Les jobs étudiants sont devenus le moteur de certains secteurs économiques. Pourquoi n’ouvriraient-ils dès lors pas le droit à la pension? C’est le pari que fait la députée Marie Meunier (PS) en déposant une proposition de loi à la Chambre. Le texte précise: le travail étudiant s’exerce très souvent dans des secteurs «physiquement exigeants» comme l’Horeca ou la distribution. Plus d’étudiants devraient dès lors bénéficier de droits sociaux.
Concrètement, aujourd’hui, employeurs et étudiants payent des cotisations réduites. Le PS propose que, dès qu’un étudiant dépasse 450 heures par an, il puisse valoriser toutes ses heures pour une pension future. L’employeur payerait le prix plein uniquement pour les heures supplémentaires. Par exemple: si l’étudiant travaille 500 heures, toutes compteraient pour sa pension. L’employeur, lui, payerait des cotisations «normales», non réduites donc, uniquement pour les 50 dernières heures.
Viable? «Non»
Les économistes Jean Hindriks et Pierre Devolder, tous les deux professeurs à l’UCLouvain, posent un diagnostic clair: financièrement le dispositif est «bancal», voire «totalement irréaliste». Jean Hindriks pointe le contexte dramatique des finances publiques: en Belgique, la sécurité sociale est déjà sous perfusion de l’Etat à 60%. « Il ne faut pas chercher ailleurs si on se demande pourquoi on est en déficit partout. Alors, proposer des mesures sans financement, ça n’a vraiment aucun sens. On ne peut pas jouer avec l’argent public» martèle-t-il.
«Il ne faut pas chercher ailleurs si on se demande pourquoi on est en déficit partout. Alors, proposer des mesures sans financement, ça n’a vraiment aucun sens. On ne peut pas jouer avec l’argent public.»
Jean Hindriks
«Il faudrait voir combien de personnes cela touche, se défend Caroline Désir (PS), signataire du projet. Ce ne sont pas les quelques pour cents d’étudiants concernés qui vont plomber la sécurité sociale». La mesure ne toucherait en effet pas grand monde. En 2023, les travailleurs étudiants ont presté en moyenne 216,2 heures. Seuls 3% ont utilisé la totalité ou la quasi-totalité des 600 heures et 1% les ont dépassées. Le PS cherche à dénoncer un déséquilibre: «La sécurité sociale souffre pour le moment du manque à gagner de tous les cadeaux fiscaux faits aux employeurs dans le cadre du travail étudiant.»
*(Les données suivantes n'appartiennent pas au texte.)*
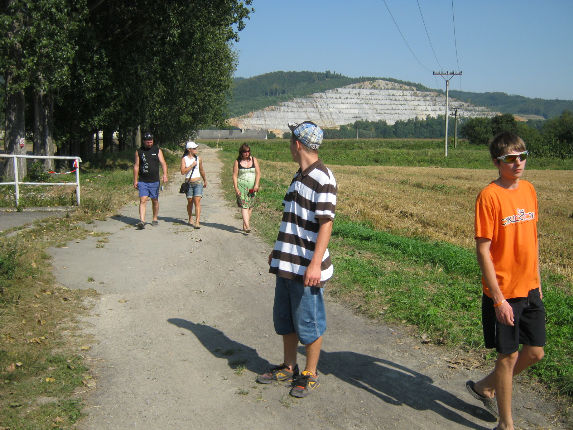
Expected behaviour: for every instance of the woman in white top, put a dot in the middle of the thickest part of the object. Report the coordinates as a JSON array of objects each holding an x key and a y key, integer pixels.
[{"x": 192, "y": 168}]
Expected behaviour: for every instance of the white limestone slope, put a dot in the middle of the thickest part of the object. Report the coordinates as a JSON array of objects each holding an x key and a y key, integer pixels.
[{"x": 371, "y": 101}]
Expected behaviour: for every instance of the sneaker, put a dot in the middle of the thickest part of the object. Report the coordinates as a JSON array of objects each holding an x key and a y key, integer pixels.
[
  {"x": 304, "y": 384},
  {"x": 489, "y": 402},
  {"x": 278, "y": 373}
]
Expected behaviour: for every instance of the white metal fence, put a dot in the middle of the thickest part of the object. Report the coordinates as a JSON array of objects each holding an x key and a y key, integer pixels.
[{"x": 17, "y": 182}]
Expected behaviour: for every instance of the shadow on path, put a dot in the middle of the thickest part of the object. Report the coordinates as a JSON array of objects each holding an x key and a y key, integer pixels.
[
  {"x": 398, "y": 385},
  {"x": 389, "y": 381},
  {"x": 221, "y": 346},
  {"x": 225, "y": 227}
]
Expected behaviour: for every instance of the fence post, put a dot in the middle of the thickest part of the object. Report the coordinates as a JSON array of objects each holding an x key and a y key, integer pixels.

Au-delà de sa faisabilité, la mesure interroge quant à sa pertinence. «Je ne suis même pas sûr que ça intéresse les étudiants», avance Pierre Devolder. Il rappelle qu’un régime spécifique permet déjà aux étudiants de racheter leur années d’études pour leur pension. Sur le concept, le chercheur s’étonne d’un rapprochement des systèmes de travail: «A quoi ça sert encore d’avoir des jobs étudiants dans ce cas-là?»
Si Adam Assaoui, président de la FEF, accueille «favorablement» la mesure, il questionne le travail étudiant comme modèle de société: «Si des étudiants veulent travailler, c’est très bien, mais travailler pour financer ses études n’a pas de sens. 600 heures par an, c’est l’équivalent d’un tiers-temps.»
En toile de fond: la place du travail étudiant
Le texte s’ancre dans le débat plus large de l’augmentation du travail étudiant. Le PS dit agir en «opposition constructive». L’année dernière, la majorité décidait d’augmenter les plafonds à 650 heures. «Nous, au départ, on respecte le côté dérogatoire et exceptionnel du travail étudiant, explique Caroline Désir. On demande de la cohérence de la part de la majorité, si on débloque les plafonds des étudiants, alors il faut que des droits sociaux suivent.»
Pierre Devolder reconnaît un dispositif aux «allures généreuses, mais bancal». En brandissant le droit à la pension, les socialistes savent que le texte n’est pas viable mais forcent le débat: veut-on des jeunes qui étudient ou une main-d’œuvre bon marché pour colmater les brèches du marché de l’emploi?